The fallout from the Silicon Valley Bank failure, elevated interest rates, and recently inflated valuations have made venture debt difficult to obtain for early-stage companies.
Now, even investment from top venture firms — something that would have opened the door to venture debt in the past — is often not enough, market participants told Transacted.
“A couple of years ago, if you had a tier-one investor like Andreesen or Sequoia, you got venture debt without even trying,” said Nelson Chu, CEO of private credit marketplace Percent.
Now, however, many startups have found venture debt is simply no longer an option.
Angela Lee, professor of venture capital at Columbia Business School and the founder of startup investment network 37 Angels, says the current environment has led to a unique situation in which “the demand for venture debt is even higher because other sources of fundraising are hampered.”
Lee explains that many lenders are still cleaning up from the excesses of 2020 - 2022, when startups took on debt at peak valuations.
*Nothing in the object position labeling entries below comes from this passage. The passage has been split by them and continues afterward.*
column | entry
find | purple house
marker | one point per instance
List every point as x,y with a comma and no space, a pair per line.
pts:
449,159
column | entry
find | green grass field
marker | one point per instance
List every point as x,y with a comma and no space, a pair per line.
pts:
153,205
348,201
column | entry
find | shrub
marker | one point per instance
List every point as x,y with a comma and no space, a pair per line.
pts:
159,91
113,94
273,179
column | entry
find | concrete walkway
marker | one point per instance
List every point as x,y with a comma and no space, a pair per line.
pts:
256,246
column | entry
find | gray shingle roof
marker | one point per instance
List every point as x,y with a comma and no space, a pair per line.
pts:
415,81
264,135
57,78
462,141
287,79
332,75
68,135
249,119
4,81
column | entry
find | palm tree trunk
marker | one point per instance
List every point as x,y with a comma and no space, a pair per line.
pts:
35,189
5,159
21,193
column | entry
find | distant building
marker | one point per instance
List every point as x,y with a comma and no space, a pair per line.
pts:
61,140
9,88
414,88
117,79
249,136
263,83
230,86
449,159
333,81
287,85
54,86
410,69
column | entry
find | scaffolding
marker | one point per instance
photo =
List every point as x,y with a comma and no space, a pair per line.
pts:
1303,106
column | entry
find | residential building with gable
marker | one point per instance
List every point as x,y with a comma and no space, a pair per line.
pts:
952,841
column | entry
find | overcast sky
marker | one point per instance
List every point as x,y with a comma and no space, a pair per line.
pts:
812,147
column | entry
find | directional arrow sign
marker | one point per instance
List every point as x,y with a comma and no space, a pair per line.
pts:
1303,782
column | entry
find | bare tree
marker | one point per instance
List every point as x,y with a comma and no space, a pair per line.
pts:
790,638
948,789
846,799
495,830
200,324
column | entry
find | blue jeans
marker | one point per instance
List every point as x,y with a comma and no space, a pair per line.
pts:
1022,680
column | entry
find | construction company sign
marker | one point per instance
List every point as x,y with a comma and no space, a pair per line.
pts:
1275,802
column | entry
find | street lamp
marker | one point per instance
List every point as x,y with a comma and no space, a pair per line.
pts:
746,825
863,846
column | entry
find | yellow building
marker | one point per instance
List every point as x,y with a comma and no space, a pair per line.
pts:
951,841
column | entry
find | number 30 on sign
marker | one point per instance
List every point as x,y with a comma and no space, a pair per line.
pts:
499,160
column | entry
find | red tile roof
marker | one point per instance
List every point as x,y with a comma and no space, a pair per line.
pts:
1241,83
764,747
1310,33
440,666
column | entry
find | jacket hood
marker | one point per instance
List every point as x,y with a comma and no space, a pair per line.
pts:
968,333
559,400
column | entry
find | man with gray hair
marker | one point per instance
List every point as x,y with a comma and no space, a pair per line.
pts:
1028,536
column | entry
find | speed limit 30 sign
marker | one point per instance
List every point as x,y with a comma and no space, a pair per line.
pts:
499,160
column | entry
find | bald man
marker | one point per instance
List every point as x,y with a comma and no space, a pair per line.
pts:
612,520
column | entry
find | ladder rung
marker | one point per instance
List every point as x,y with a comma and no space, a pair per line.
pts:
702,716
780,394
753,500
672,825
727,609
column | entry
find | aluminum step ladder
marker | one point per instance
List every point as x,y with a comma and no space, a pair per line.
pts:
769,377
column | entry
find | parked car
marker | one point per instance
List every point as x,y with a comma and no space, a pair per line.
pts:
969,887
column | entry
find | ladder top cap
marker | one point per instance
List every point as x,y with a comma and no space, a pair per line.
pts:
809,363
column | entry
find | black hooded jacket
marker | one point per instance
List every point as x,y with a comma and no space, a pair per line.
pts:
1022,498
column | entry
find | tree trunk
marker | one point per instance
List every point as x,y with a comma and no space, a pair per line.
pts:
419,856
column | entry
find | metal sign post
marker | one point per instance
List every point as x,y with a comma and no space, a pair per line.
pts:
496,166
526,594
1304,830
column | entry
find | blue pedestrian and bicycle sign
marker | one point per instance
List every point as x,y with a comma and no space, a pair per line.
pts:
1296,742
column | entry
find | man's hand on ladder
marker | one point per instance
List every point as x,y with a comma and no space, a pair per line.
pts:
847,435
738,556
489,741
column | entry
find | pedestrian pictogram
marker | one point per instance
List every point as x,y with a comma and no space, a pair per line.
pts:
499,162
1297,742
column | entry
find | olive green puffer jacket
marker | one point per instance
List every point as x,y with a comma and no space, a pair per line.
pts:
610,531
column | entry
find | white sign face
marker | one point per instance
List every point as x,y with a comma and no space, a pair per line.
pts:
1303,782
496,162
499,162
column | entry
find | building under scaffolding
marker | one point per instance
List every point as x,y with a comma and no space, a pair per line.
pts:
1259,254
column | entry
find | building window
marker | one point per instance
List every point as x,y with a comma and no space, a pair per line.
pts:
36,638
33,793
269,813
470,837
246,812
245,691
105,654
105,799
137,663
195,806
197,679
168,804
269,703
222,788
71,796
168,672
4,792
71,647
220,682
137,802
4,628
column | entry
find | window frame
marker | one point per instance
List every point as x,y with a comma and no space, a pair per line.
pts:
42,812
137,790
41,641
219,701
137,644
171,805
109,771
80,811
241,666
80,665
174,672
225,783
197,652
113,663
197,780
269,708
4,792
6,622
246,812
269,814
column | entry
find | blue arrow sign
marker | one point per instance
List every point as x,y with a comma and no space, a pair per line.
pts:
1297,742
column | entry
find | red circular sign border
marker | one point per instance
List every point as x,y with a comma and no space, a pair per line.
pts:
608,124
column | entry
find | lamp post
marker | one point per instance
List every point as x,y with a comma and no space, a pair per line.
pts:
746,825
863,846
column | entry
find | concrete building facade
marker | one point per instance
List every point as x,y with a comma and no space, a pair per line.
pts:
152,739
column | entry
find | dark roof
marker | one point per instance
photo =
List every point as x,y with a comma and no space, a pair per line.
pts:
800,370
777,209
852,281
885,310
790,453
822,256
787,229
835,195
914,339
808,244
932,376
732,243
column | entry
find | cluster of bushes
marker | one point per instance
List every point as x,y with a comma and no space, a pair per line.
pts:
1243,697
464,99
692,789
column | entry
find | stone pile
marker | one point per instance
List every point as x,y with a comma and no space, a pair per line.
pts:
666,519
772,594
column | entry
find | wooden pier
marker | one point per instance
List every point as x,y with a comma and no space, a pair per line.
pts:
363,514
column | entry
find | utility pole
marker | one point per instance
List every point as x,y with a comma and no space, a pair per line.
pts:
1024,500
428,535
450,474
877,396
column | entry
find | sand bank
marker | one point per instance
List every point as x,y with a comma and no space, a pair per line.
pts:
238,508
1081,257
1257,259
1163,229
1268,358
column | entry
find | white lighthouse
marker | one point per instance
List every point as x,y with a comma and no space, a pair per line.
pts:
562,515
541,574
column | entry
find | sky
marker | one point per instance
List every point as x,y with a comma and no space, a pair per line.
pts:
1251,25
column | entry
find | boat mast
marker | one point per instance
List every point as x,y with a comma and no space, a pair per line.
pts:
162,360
Now that the market has retrenched, many venture debt providers are stuck with challenged loans—often, the only viable option is to amend and extend.
Valuation pressures haven’t been the only drag on venture debt issuance: the other key catalyst was the March 2023 collapse of SVB, which held a 50 percent market share. The firm’s sudden retreat left a $6.7 billion hole in the market, which posted a 38 percent year-over-year decline in the same quarter.
Marshall Hawks, head of relationship management for SVB, says that despite last year’s challenges, 85 percent of SVB’s clients have continued to do business with the firm.
The bank feels “very fortunate to be back in business as part of First Citizens,” he adds. In the second half of 2023, SVB’s Tech and Healthcare Banking team made more than 500 new loans totaling more than $3 billion in commitments to new and existing clients.
Even with positive signals from SVB, Lee cautions that startups should expect a prolonged period of debt financing challenges. Including, she adds, tougher covenants going forward.
But, Lee believes that the biggest impact is still simply higher interest rates.
“Unless the Fed does something dramatic with interest rates, which I do not think will happen, venture debt will be difficult to raise for the foreseeable future,” Lee said.